The National School Lunch Program and the School Breakfast Program provide funds that enable public schools, nonprofit private schools, and residential child care institutions to offer subsidized meals and snacks to students. In the 2013–2014 school year, federal subsidies for each lunch are $0.57 and for each breakfast are $0.28 for many students in households with income above 185 percent of the federal poverty guidelines (commonly known as the federal poverty level, or FPL). The programs provide larger subsidies for meals served to students from households with income at or below 185 percent of the FPL and above 130 percent of the FPL, and still larger subsidies to students from households with income at or below 130 percent of the FPL. As a result of the subsidies, students from households with income at or below 130 percent of the FPL pay nothing for their meals.

This option would eliminate the subsidies for meals served to students from households with income greater than 185 percent of the FPL beginning in July 2014. The Congressional Budget Office estimates that the option would reduce federal spending by $10 billion through 2023.

Under current law, federal subsidies for meals served to students from households with income greater than 185 percent of the FPL can include base cash subsidies, certain commodities, and, for those schools in compliance with federal nutrition guidelines, an additional cash subsidy. In the 2013–2014 school year, the base cash subsidies for meals served to students from households with income greater than 185 percent of the FPL are $0.28 per lunch and $0.28 per breakfast; for after-school snacks provided to such students, the amount is $0.07. All participating schools also receive commodities—food from the Department of Agriculture, such as fruit and meat—with a value of $0.23 per lunch. Schools do not receive commodities for breakfasts or snacks. Schools that are in compliance with federal nutrition guidelines receive an additional cash subsidy of $0.06 per lunch. (Schools in Alaska and Hawaii and schools with large numbers of meals served to students from households with income at or below 185 percent of the FPL receive additional subsidies.)
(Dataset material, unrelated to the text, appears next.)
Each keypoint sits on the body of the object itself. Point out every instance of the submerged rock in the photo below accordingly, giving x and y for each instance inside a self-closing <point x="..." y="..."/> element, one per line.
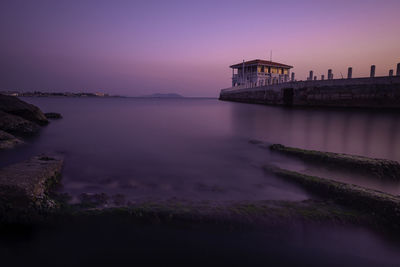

The primary rationale for this option is that it would target federal subsidies to those most in need. No clear justification exists for subsidizing meals for students who are not from low-income households, and because the subsidies for meals served to students from households with income greater than 185 percent of the FPL are small, the effect of the option on those students and the members of their households would probably be minimal.

A rationale against this option is that schools would probably offset part or all of the loss of the subsidies by increasing the prices they charge higher-income students for meals. In addition, schools that incur costs to administer the programs that are greater than the subsidies they receive for meals served to students from households with income at or below 185 percent of the FPL might leave the programs. Eligible students at such schools would no longer receive subsidized meals, and the meals served at those schools would no longer have to meet any of the other requirements of the programs (including the nutrition guidelines).